Al llegar a su dormitorio se dejó caer en un sillón.

—Vete al Casino y que venga mi marido. Es decir, si el juego o las mujeres no le retienen.

—¡Ande, calle y no se meta con él! Ahora se lo traeré.

Se oyó un portazo al cabo de la escalera. Doña Lucía se levantó, encendió todas las luces y abrió la puerta del armario. Se miró en el espejo.

—Soy una mujer bella —dijo en voz alta—. Soy la mujer más bella de Pueblanueva, aunque esté tísica.

Cerró el armario y se quedó un rato arrimada a él, llorando.

—No merezco ese desprecio.

Volvió a abrir el armario, buscó un camisón rosa y empezó a desnudarse. Antes de ponerse el camisón se contempló de nuevo.

—Mi cuerpo es casi espíritu, pero los hombres sólo quieren la carne. Son unos cerdos. Jean Harlow: eso es lo que les gusta.

Apagó todas las luces, menos la lámpara nocturna, y se metió en la cama. Sintió en seguida ruido en el portal, reconoció los pasos de su marido en la escalera y en el pasillo. Don Baldomero subió disparado.

—¡Lucía! ¿Qué te pasa?

Ella le hizo señal de que se acercase.

—Muy pronto te verás libre de mí.

Él se sentó en el borde de la cama.

—Vamos, cuenta.

—¿Para qué? Ya te escribirá el médico. Yo, a lo mejor, exagero.

—Tienes muy mala cara.

—La de siempre. Sólo que tú no te fijas.

Don Baldomero sacó la petaca, pero ella le detuvo.

—No fumes, te lo suplico.

—Pero ¿tan mal te encuentras?

—Estoy muriendo.

Empezó a llorar. Él le cogió la mano e intentó consolarla.

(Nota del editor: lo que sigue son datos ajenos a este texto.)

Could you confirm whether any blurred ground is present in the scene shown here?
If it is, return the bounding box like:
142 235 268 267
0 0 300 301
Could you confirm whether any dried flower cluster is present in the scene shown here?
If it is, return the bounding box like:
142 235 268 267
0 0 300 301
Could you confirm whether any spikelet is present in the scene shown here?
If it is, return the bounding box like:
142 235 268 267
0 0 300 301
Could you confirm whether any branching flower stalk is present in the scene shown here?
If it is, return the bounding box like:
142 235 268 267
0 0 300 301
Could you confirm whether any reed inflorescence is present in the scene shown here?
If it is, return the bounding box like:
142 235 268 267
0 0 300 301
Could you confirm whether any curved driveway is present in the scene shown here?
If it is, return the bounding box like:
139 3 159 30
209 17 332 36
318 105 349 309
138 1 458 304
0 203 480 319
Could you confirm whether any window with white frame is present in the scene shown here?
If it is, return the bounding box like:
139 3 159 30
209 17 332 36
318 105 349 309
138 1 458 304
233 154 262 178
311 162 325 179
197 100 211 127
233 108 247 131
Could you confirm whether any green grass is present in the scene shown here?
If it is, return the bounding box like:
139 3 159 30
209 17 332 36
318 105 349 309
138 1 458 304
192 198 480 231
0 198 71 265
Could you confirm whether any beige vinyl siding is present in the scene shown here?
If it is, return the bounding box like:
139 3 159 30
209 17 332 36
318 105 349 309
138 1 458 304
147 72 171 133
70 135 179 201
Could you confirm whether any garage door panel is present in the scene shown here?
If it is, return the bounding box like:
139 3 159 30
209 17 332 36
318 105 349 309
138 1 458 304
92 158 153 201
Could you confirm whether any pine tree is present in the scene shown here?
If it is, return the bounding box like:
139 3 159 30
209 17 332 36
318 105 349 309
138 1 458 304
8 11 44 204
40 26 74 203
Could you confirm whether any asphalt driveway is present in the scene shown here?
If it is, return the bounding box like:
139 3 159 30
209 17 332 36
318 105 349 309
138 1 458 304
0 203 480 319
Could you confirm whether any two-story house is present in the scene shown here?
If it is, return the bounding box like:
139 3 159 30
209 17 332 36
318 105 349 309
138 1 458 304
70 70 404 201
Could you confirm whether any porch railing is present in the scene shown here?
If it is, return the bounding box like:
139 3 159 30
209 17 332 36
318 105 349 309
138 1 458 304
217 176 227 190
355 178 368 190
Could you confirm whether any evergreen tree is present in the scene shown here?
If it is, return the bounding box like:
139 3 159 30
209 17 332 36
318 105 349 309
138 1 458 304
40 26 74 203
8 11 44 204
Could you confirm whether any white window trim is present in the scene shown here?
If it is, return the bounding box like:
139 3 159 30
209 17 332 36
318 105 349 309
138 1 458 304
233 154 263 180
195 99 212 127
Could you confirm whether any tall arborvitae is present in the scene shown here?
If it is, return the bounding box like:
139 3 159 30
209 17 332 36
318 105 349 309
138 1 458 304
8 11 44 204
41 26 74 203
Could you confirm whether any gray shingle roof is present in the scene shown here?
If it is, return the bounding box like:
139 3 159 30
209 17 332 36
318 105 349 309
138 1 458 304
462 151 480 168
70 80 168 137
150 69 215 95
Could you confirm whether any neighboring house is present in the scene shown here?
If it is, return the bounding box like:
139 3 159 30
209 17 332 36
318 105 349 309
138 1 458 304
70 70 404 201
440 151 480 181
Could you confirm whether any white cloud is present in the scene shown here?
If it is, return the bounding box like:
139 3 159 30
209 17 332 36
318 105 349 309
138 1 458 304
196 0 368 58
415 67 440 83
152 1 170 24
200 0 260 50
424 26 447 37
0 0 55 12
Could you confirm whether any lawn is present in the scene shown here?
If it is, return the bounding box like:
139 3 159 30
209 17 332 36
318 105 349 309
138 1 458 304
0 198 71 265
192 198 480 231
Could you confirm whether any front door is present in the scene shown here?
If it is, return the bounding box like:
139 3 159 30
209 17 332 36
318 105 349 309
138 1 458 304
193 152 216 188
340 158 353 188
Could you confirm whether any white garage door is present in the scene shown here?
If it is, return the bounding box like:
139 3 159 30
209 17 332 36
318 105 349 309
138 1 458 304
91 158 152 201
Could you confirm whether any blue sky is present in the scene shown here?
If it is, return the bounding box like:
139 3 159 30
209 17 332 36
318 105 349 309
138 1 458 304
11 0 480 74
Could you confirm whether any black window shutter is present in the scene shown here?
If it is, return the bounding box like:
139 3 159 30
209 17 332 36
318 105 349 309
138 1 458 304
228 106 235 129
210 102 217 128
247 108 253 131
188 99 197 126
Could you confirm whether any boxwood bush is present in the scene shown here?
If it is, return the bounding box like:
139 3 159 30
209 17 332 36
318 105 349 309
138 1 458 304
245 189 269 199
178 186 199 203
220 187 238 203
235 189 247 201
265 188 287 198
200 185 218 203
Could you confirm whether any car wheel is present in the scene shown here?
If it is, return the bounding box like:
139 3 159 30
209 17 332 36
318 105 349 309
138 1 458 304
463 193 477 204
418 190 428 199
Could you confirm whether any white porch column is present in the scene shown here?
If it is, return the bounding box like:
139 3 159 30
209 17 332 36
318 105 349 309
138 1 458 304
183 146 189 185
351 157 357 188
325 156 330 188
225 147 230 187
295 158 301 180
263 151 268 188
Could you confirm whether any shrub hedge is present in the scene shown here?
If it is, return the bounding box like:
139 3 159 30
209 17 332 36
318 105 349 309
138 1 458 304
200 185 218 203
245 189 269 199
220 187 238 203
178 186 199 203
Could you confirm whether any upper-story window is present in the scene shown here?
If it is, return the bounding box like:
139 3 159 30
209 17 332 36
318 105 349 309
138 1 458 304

—No será tanto, mujer. ¡Si me hubieras hecho caso! Vengo diciéndote hace un siglo que fueras a Santiago. Un neumotórax a tiempo…

—¿Para qué? Sólo me hubiera curado la felicidad, y ésa…, ¿dónde encontrarla?

Don Baldomero le soltó la mano.

Algo te habrá dicho el médico.

—Que me vaya a la montaña. Y yo digo: ¿para qué? ¿Para morirme sola y despreciada como he vivido?

—No puedo abandonar la farmacia, pero iré de cuando en cuando. Y ya verás cómo mejoras. Ella dejó caer los brazos desmayadamente sobre el embozo.

—A estas alturas, ni la felicidad puede curarme ya. Estoy tocada de muerte y, aunque resignada, me da pena de mí misma. Aún soy joven, y ¡llevo tan poco de la vida! Dolor y desprecio.

Le dio la tos. Don Baldomero corrió a la cómoda y trajo una medicina.

—Toma esto y no hables.

Esperó, con la píldora y el vaso de agua en las manos, hasta que pasó el arrechucho.

—¡Gracias! Déjame sola. Y, por favor, no duermas conmigo. Manda que te preparen la otra cama.

—Como quieras.

—Marcharé a la montaña en cuanto me sienta con fuerzas para el viaje. Y no te aflijas por mí, ni sientas remordimiento. No somos responsables de nuestro destino. El tuyo fue hacerme desdichada, y el mío…

Volvió a llorar. Don Baldomero permaneció de pie unos minutos; luego salió al pasillo. Bajó corriendo las escaleras y entró en la rebotica. Se sentó cerca de la camilla, lió un cigarrillo y, de pronto, empezó a sollozar.

Estaba oscura la mañana, oscura y lluviosa. Iban a ser las ocho y todavía no clareaba. La lluvia golpeaba las vidrieras y, a veces, una pequeña ráfaga de viento las sacudía. Inés entró en la cocina. Arrodillada ante el llar, Clara soplaba furiosamente sobre unos leños, tercos en no encenderse. Inés preguntó por el paraguas.

—¿Vas a salir con esta mañana?

—Como siempre.

—¡También son ganas de mojarse!

Clara fue a un rincón, donde el paraguas, abierto, se secaba. Lo cerró y se lo entregó a Inés. Ésta le preguntó si lo necesitaría pronto.